I wince. "So... what now?"
He begins to pace the length of the room, his mind clearly working through a set of plays. "Logistics. We need logistics. Where do you live?"
The question feels oddly intimate and it throws me.
Because explaining my life to him feels suddenly too personal.
Too vulnerable.
“I’m still looking for an apartment,” I say, hating how small my voice sounds. “Well. Technically I live with my dad. In the house in Westchester. I’m still looking for a job. Until I have one, I can’t move out.”
I hear myself rambling and I hate it.
Jake stops pacing and looks at me, a flicker of something—disbelief? Irritation?—crossing his face. "You live in the house. The same house where he hosts the leadership dinners? The house I’ve been to three times for 'strategy meetings'?"
“I stay in my room!” I defend myself immediately, heat flooding my face. “I have my own entrance. I don’t sit in on ‘leadership dinners.’ I don’t listen to game plans. I don’t even know half your roster. I told you—I stay out of the hockey world.”
He lets out a short laugh.
Not amused.
Sharp. Disbelieving.
“Well,” he says flatly, “you’re in it now.”
There’s no sympathy in his voice. No softness. Just frustration.

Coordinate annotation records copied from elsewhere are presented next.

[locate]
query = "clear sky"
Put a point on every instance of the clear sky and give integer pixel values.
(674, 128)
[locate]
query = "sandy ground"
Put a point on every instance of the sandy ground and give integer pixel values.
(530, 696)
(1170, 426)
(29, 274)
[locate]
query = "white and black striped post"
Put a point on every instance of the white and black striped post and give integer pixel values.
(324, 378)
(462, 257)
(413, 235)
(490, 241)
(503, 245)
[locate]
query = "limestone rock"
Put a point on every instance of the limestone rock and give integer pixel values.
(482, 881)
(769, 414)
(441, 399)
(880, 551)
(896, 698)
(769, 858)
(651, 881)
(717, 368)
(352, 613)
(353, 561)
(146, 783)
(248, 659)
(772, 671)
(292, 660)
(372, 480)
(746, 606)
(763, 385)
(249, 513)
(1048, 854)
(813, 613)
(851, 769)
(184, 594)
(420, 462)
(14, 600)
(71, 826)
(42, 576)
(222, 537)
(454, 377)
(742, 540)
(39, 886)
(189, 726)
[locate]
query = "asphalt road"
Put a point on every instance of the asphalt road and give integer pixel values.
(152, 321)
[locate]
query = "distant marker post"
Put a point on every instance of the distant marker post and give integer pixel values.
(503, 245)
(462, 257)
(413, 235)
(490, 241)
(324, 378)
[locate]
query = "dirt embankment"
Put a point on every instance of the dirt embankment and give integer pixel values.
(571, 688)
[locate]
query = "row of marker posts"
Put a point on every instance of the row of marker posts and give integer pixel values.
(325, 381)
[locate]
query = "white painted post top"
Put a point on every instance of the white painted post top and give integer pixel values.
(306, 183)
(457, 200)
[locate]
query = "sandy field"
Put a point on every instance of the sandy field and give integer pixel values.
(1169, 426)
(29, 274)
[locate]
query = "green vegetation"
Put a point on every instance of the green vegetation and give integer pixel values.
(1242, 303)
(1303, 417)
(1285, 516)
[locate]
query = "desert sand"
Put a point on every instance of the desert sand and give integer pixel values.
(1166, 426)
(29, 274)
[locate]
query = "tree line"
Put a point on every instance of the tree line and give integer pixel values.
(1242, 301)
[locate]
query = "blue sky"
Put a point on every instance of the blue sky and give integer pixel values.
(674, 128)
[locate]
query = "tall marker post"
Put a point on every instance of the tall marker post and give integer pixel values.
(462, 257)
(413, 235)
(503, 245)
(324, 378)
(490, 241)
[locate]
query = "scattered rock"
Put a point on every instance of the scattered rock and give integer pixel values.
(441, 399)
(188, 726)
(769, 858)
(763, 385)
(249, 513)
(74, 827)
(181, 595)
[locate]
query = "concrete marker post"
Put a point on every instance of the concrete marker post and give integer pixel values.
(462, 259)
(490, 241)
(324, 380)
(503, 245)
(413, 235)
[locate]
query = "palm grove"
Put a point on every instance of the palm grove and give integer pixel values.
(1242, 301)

“Deep in it,” he adds, rubbing his temples like I’m the source of a splitting headache.
He exhales slowly, recalibrating.
“Here’s what’s going to happen,” he says.
“I’m calling my lawyer the second I get on my flight back. He handles all the team’s sensitive matters. We’ll file for an annulment immediately. Grounds of intoxication. It’ll be like it never happened.”
My stomach twists.
“We go our separate ways,” he continues, his eyes not quite meeting mine, “and we never speak of this again. Understood?”
I look up at him, and for the first time since I woke up, the "Sunshine" in me feels a cold, sharp prick of resistance.
I look at the gumball ring on my finger.
Then I look at him—the man who, less than eight hours ago, treated me with a possessive, breathtaking tenderness that I’ve never experienced in my life.